People talk about the portrayal of the media in movies. There was “Spotlight,” with its courageous band of shoe-leather reporters going against the Roman Catholic hierarchy in child abuse cases. So that’s one good one. But look at the hundreds of other movies that show the other media: bloodsucking pigs chasing the scandal of the moment. People hate that shit.

And from the captains of the media industry: Not a peep.

Journalists are dying in record numbers these years,  being murdered by stateless terrorists and government functionaries alike. Surely, as our response to their sacrifice, the rest of us could be at least a little less dickish.

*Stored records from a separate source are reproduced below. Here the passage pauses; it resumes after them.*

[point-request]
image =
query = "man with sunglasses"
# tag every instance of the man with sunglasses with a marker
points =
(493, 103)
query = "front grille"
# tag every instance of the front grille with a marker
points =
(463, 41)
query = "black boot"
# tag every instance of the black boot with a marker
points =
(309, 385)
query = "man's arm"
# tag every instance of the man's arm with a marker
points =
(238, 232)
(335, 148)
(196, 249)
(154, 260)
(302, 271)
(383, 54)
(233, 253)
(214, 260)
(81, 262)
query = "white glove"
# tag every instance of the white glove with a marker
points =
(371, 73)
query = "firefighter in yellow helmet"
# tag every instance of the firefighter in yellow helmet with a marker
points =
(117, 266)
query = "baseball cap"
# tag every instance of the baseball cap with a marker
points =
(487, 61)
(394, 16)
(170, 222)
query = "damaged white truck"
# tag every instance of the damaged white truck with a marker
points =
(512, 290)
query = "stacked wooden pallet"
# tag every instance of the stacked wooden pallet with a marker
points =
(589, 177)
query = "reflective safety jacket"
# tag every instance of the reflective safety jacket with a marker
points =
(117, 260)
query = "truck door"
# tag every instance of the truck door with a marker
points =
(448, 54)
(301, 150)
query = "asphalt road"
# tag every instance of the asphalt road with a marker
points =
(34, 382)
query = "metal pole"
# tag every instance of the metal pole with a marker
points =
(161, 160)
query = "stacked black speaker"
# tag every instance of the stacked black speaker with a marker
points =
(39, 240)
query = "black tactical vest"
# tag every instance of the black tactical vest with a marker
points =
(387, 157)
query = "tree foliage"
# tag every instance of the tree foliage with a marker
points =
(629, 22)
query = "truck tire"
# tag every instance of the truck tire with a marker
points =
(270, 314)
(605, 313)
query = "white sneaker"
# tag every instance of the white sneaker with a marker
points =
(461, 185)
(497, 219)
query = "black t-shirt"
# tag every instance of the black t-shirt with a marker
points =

I’ve been thinking about urinals. I had even, several years ago, sketched out a column about them. But bathrooms are a touchy subject in the mainstream media. Mass murders, complete with tastefully grisly details: Sure. Urinals: You want to get us in trouble?

Fifty percent of my readers can, I hope, relate. For the other 50 per cent: Discover the folkways of the American male!

First rule: You must never pee next to anyone if you can avoid it. It’s sort of creepy; you worry that they’ll try to start a conversation and I don’t want to talk to a stranger when I’m peeing — and neither, apparently, does anyone else. But I bet you could develop a math formula to predict male urinal behavior.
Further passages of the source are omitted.